Die Festsetzung der Verspätungszuschläge erfolgte dem Grunde nach zu Recht. Zwar sind gemäß § 205 BAO festgesetzte Anspruchszinsen bzw Verspätungszuschläge von unterschiedlichen Tatbestandsvoraussetzungen abhängig und gegebenenfalls nebeneinander zu verhängen, bei der Ermessensübung für die Festsetzung der Höhe von Verspätungszuschlägen sind allerdings auch die Anspruchszinsen zu berücksichtigen. Die Höhe der Verspätungszuschläge mit dem nach § 135 BAO maximal zu verhängenden Zuschlag von 10 Prozent der festgesetzten Einkommensteuer ist im vorliegenden Fall insbesondere auf Grund der beträchtlichen Höhe der nicht erklärten Kapitaleinkünfte, der langjährigen Fristüberschreitungen und der Tatsache, dass die Besteuerung von Kapitaleinkünften aus in der Schweiz angelegtem Kapitalvermögen seit Jahren in den Medien und der öffentlichen Diskussion thematisiert wurde begründet. Es ist aber bei der Vorschreibung von Verspätungszuschlägen, soweit die maßgebende (verschuldete) Verspätung in den anspruchszinsenrelevanten Zeitraum fällt, zu berücksichtigen, dass der Zinsvorteil des Abgabepflichtigen bereits durch die Anspruchszinsen abgeschöpft wird. Eine zweifache Berücksichtigung dieses Vorteiles wäre unzulässig (vgl Ritz, SWK 2001, 35). Die maßgebenden Verspätungen sind im vorliegenden Fall in die anspruchszinsenrelevanten Zeiträume gefallen.
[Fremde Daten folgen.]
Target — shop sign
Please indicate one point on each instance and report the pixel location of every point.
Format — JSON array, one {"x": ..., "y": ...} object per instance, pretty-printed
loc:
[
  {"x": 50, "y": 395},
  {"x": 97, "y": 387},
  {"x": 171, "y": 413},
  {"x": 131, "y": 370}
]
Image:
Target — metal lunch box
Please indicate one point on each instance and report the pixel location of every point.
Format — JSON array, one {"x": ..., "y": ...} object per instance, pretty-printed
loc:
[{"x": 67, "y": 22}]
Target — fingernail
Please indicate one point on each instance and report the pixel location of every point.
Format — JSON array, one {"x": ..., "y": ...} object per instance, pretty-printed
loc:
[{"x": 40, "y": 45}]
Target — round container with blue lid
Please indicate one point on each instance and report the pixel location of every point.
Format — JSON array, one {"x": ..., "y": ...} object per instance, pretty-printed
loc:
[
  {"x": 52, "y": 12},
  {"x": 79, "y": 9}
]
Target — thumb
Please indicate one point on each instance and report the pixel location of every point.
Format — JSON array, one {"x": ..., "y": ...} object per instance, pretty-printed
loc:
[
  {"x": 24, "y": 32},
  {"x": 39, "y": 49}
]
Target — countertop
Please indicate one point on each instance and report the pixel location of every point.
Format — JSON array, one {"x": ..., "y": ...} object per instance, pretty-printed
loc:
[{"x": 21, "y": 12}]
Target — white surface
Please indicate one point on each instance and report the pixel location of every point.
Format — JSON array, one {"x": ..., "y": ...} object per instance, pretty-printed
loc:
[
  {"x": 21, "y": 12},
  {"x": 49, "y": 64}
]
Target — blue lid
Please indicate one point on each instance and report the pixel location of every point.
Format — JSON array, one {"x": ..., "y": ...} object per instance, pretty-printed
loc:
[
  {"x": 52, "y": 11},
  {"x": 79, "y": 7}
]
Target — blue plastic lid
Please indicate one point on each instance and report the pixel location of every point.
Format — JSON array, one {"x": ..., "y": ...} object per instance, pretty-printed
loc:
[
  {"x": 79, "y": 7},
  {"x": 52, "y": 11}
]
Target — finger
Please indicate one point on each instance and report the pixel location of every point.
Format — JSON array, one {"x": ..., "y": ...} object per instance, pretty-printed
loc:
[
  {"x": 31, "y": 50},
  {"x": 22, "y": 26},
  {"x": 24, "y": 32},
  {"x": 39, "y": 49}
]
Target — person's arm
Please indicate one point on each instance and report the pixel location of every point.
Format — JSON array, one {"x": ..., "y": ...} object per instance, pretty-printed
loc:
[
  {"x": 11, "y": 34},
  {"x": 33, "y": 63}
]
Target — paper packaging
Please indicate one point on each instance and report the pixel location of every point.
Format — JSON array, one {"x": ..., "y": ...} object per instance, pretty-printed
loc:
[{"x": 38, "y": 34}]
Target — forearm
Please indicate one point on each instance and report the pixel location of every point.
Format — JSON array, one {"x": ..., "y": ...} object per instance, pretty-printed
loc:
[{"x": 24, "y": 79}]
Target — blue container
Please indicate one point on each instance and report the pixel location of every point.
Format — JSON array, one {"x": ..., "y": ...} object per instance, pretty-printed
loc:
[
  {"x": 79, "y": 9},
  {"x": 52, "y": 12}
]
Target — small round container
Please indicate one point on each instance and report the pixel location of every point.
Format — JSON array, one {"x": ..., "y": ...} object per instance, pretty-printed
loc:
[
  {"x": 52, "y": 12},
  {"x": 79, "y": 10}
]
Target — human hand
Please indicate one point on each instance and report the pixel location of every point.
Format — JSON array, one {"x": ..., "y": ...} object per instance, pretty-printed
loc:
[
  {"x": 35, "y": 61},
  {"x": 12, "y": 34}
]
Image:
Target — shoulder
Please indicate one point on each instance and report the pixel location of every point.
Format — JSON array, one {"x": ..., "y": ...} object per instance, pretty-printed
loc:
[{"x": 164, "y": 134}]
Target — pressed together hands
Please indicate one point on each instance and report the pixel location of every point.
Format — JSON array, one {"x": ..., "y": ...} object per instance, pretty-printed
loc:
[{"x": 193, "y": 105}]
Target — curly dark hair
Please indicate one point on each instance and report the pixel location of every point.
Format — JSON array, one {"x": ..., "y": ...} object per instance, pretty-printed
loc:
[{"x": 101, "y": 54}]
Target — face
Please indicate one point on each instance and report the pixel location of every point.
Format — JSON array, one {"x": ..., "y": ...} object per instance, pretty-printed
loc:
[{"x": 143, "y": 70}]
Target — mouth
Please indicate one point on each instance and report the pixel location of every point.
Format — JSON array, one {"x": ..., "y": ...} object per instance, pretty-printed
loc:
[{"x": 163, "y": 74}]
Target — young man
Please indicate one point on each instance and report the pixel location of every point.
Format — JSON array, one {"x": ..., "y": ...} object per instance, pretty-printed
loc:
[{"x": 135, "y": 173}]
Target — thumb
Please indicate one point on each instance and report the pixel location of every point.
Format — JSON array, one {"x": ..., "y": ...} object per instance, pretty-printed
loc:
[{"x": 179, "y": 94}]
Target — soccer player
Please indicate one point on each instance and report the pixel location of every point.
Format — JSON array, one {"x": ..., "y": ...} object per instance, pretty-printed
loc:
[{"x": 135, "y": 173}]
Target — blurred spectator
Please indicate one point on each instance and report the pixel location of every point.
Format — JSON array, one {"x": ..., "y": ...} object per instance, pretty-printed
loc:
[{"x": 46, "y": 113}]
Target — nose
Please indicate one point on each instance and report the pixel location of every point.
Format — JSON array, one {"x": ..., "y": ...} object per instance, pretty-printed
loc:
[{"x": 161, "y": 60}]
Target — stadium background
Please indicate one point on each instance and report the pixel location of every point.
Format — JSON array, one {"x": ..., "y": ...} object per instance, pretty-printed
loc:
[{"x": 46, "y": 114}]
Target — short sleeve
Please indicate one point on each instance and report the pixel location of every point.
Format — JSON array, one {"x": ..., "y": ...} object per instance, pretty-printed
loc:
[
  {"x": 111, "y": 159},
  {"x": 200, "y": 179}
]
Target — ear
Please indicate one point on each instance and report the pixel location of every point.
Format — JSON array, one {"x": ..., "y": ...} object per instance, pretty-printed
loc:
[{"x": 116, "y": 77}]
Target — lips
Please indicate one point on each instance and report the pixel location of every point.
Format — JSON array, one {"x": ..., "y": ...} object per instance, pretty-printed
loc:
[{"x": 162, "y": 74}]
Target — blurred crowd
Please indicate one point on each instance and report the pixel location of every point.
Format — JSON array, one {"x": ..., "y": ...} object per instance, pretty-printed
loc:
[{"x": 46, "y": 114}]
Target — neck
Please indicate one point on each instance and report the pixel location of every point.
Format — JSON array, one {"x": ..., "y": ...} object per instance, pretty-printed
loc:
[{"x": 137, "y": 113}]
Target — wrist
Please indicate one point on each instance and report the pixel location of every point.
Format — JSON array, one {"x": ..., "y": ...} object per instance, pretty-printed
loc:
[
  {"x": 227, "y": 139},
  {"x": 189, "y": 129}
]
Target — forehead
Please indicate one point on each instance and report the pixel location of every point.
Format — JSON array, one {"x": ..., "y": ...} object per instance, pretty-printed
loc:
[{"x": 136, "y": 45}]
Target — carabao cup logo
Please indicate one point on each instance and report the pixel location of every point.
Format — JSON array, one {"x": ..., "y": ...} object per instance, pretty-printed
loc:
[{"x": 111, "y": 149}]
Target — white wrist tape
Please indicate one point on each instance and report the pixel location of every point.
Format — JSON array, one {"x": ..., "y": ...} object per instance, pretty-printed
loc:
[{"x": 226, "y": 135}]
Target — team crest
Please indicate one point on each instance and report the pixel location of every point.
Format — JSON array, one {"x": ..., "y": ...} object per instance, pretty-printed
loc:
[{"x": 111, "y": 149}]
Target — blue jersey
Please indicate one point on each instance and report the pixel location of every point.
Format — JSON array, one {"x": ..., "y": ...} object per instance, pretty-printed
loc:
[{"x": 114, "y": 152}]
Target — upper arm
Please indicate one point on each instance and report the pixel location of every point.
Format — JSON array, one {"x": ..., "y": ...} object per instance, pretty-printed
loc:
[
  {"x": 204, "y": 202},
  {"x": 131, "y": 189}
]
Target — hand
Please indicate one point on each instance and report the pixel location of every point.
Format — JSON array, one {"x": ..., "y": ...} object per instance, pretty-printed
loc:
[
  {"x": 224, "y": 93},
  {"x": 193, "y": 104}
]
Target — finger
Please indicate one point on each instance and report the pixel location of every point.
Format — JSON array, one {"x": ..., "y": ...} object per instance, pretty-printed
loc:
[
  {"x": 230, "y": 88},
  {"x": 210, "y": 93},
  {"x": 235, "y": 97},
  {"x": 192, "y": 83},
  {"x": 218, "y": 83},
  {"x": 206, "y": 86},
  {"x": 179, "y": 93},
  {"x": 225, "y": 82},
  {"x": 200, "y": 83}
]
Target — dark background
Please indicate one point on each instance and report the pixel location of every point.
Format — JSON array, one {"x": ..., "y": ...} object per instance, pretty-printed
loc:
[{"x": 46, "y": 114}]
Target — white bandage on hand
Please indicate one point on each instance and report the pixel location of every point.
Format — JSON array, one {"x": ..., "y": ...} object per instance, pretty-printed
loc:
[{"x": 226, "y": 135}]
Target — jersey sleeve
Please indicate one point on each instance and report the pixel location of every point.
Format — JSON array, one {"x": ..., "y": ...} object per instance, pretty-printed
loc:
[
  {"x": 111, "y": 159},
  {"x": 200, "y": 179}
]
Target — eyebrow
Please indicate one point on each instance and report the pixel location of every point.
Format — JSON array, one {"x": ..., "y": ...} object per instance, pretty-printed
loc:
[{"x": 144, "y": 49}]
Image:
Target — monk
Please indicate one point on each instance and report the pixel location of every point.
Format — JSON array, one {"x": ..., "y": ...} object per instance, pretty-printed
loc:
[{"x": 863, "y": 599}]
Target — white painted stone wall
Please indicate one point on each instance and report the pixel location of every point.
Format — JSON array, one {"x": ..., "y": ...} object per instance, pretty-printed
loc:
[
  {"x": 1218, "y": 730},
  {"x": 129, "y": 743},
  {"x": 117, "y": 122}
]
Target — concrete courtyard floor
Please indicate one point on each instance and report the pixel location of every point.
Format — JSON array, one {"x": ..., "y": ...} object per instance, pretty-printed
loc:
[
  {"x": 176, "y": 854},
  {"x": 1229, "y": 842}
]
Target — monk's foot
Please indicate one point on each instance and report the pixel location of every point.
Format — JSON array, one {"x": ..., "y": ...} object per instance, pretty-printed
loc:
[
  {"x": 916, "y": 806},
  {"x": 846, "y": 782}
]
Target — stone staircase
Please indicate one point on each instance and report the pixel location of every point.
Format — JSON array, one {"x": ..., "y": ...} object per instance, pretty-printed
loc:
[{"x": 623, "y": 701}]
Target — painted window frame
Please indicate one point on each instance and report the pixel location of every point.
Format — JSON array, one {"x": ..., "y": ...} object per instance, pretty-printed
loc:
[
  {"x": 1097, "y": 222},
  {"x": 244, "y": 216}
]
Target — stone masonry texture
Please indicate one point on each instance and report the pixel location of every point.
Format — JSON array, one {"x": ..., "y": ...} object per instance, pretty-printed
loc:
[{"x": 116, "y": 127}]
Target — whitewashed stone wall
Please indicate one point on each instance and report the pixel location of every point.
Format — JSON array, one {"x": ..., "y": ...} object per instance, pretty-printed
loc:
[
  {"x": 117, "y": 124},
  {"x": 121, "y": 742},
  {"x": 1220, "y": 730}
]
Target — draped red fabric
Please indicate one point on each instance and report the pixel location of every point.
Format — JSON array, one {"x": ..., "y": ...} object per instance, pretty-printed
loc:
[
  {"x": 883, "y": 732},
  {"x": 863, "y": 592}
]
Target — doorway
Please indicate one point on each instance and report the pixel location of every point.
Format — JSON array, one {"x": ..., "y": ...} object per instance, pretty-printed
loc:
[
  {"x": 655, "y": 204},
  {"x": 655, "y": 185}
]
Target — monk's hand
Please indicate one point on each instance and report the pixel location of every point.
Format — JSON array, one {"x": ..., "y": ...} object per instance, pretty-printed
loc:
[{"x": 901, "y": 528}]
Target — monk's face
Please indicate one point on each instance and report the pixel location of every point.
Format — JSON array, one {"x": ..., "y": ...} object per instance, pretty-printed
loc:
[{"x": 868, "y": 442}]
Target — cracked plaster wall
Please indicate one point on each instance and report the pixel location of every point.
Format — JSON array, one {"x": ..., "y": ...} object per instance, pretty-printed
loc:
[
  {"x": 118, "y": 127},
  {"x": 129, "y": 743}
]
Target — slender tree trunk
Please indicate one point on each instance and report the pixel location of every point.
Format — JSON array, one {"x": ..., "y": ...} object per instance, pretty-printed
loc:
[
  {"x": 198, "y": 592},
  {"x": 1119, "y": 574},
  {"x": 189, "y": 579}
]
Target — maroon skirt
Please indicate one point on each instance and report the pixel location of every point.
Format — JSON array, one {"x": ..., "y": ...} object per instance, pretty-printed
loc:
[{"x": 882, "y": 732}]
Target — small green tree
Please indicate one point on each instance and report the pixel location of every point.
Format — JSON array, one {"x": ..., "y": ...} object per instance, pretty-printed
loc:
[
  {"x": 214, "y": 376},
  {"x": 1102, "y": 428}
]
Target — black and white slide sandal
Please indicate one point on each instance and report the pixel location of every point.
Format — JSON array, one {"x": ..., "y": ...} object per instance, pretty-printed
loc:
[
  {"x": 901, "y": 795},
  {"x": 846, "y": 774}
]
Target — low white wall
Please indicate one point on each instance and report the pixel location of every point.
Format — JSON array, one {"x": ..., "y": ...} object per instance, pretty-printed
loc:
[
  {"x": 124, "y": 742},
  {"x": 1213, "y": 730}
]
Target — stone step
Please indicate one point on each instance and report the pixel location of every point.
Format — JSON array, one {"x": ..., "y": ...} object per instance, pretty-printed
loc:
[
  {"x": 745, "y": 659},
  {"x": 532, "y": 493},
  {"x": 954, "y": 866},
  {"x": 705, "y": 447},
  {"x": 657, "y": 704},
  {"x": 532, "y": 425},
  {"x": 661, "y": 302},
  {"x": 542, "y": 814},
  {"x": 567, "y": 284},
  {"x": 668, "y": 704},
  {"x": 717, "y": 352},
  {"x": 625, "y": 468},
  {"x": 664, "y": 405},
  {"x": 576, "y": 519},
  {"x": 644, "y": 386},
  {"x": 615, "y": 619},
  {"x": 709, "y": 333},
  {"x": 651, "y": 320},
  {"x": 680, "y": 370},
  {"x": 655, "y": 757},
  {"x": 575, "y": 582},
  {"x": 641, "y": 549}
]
Die Anspruchszinsen werden daher von den Verspätungszuschlägen abgezogen.

Die Beschwerde erweist sich daher als begründet und war ihr gemäß § 279 Abs 1 BAO Folge zu geben.

Es ergeben sich daher nachstehende Verspätungszuschläge:

 

Verspätungszuschlag bisher

Anspruchszinsen

Verspätungszuschlag BFG

2007

2.001,49

2.126,28

0,00

2008

662,19

630,56

31,63

2009

801,58

577,28

224,30

2010

714,43

421,27

293,16

2011

374,58

139,51

235,07

 

Zur Zulässigkeit der Revision:

Gegen ein Erkenntnis des Verwaltungsgerichtes ist gemäß Art 133 Abs 4 B-VG die Revision zulässig, wenn sie von der Lösung einer Rechtsfrage abhängt, der grundsätzliche Bedeutung zukommt, insbesondere weil das Erkenntnis von der Rechtsprechung des Verwaltungsgerichtshofes abweicht, eine solche Rechtsprechung fehlt oder die zu lösende Rechtsfrage in der bisherigen Rechtsprechung des Verwaltungsgerichtshofes nicht einheitlich beantwortet wird. Zur Frage der Berücksichtigung von Nachforderungszinsen bei der Festsetzung von anderen Nebenansprüchen liegt keine Rechtsprechung des Verwaltungsgerichtshofes vor. Die Revision war daher zuzulassen.